Bébé continue de dire non

Parents.fr : Pourquoi les enfants commencent-ils, vers un an et demi, à dire « non » à tout ?

 Bérengère Beauquier-Macotta : La « phase de non » signe trois changements interdépendants qui sont tous très importants dans le développement psychique de l'enfant. D'abord, il se considère désormais comme un individu à part entière, avec sa propre pensée, et entend bien la faire connaître. Le « non » sert à exprimer ses désirs. Deuxièmement, il a compris que sa volonté était souvent différente de celle de ses parents. L'usage du « non » lui permet, petit à petit, d'entamer une démarche d'empowerment vis-à-vis de ses parents. Troisièmement, l'enfant veut savoir jusqu'où va cette nouvelle autonomie. Il « teste » donc constamment ses parents pour expérimenter leurs limites.

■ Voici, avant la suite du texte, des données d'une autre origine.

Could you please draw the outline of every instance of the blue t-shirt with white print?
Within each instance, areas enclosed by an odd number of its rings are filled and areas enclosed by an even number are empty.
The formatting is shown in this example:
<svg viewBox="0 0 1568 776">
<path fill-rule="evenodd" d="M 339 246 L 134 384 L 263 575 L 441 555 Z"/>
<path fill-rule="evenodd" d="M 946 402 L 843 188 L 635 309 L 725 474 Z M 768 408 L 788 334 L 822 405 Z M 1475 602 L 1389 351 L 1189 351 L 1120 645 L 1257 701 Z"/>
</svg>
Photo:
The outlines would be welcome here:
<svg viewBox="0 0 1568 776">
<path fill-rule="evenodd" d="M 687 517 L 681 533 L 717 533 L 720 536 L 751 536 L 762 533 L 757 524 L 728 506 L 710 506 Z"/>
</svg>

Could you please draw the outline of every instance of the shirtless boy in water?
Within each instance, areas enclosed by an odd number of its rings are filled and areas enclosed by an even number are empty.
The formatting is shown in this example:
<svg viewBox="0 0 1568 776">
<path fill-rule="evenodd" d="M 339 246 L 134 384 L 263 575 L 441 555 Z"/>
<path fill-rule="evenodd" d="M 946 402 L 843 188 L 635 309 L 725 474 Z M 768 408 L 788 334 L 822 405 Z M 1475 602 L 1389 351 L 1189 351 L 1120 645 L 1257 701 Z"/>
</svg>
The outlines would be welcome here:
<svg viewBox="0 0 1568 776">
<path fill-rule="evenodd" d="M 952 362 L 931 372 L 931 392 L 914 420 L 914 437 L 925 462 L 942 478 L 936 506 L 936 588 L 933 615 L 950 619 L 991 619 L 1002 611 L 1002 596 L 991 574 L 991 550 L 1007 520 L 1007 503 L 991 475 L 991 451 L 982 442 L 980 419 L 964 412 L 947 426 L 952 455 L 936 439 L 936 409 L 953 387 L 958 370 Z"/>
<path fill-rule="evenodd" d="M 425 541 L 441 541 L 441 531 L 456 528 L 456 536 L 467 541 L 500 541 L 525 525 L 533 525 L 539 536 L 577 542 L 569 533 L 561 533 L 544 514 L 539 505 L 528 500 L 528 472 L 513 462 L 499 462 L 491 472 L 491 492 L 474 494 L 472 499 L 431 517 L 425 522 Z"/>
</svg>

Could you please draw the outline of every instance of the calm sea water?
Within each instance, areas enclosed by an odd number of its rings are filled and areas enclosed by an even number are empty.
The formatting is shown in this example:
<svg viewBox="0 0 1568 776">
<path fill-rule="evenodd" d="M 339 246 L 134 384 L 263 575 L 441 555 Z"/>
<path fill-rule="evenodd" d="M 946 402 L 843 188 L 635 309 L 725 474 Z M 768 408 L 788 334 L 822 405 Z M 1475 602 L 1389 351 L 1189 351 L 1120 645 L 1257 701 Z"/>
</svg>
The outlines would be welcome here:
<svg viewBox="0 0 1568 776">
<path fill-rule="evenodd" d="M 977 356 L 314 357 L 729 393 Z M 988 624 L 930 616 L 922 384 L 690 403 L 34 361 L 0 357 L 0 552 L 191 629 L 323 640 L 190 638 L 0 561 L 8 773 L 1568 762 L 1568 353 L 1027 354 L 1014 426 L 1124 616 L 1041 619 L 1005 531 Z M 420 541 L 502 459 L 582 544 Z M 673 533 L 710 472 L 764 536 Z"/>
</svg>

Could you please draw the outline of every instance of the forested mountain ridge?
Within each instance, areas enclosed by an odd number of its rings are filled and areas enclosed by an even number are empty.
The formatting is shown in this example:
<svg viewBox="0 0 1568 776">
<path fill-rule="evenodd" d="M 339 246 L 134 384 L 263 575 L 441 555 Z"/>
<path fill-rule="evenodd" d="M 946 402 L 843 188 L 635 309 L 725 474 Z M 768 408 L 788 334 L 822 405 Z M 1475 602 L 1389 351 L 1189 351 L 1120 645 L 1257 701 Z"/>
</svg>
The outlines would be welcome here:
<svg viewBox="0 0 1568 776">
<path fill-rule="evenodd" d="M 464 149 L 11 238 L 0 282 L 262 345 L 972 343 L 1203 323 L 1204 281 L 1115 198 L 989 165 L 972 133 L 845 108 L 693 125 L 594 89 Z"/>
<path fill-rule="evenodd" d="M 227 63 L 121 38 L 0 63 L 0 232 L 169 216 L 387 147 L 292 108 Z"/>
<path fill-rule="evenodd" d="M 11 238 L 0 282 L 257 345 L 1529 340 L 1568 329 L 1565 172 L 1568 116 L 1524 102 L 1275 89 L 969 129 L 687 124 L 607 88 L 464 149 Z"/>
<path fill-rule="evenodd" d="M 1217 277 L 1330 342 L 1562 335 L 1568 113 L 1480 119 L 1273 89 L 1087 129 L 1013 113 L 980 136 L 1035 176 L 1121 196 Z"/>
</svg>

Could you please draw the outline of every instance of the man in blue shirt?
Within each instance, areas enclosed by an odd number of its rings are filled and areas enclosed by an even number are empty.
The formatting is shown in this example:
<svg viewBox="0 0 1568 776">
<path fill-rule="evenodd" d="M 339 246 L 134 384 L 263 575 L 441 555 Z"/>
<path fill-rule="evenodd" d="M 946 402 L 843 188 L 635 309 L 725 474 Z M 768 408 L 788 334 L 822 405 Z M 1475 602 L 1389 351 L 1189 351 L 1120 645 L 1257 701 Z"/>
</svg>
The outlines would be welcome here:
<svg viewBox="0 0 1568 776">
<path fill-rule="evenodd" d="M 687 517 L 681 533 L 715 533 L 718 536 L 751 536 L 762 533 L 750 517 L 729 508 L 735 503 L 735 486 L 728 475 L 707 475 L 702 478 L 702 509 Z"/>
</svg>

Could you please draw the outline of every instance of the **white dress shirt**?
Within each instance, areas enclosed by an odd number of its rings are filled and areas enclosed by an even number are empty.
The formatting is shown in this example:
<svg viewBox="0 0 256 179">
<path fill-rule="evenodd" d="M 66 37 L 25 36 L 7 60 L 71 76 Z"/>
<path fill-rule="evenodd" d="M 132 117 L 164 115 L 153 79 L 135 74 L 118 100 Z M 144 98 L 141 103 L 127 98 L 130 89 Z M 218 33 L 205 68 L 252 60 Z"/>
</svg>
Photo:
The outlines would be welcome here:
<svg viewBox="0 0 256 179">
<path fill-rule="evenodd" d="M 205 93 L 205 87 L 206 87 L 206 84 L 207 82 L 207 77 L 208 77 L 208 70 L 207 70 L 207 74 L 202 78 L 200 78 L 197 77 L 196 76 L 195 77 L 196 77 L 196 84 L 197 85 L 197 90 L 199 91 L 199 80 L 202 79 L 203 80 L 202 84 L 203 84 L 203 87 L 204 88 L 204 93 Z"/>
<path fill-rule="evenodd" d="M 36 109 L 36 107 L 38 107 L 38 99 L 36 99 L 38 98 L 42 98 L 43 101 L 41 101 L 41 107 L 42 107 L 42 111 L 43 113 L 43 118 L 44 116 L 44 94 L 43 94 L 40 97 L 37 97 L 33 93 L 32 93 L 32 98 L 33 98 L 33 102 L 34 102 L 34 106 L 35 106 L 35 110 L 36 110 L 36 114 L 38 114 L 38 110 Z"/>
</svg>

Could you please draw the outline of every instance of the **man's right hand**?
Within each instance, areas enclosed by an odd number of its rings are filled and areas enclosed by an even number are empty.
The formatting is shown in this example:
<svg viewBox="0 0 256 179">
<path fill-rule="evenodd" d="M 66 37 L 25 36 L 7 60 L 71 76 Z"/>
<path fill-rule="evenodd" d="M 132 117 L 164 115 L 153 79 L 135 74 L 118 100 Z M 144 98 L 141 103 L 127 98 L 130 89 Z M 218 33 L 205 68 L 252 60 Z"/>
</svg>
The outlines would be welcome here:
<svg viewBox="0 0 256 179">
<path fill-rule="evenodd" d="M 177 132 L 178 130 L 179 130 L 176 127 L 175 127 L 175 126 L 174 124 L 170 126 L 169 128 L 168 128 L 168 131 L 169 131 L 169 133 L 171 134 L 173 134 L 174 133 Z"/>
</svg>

P. : Les enfants sont-ils seulement opposés à leurs parents ?

 BB-M. : D'une manière générale, oui… Et c'est normal : ils perçoivent leurs parents comme la principale source d'autorité. A la crèche ou chez les grands-parents, les contraintes ne sont pas tout à fait les mêmes… Ils assimilent vite la différence.

P. : Les conflits parents-enfants prennent parfois une dimension déraisonnable…

 BB-M. : L'intensité de l'opposition dépend du caractère de l'enfant, mais aussi, et peut-être le plus important, de la façon dont les parents gèrent la crise. Exprimées de manière cohérente, les limites sont rassurantes pour l'enfant. Pour un sujet de « conflit » donné, il faut toujours lui donner la même réponse, que ce soit en présence du père, de la mère ou des deux parents. De plus, si les parents se laissent envahir par leur propre colère et ne prennent pas de sanctions proportionnées à la situation, l'enfant risque alors de s'enfermer dans son opposition. Lorsque les limites fixées sont floues et fluctuantes, elles perdent le côté rassurant qu'elles devraient avoir.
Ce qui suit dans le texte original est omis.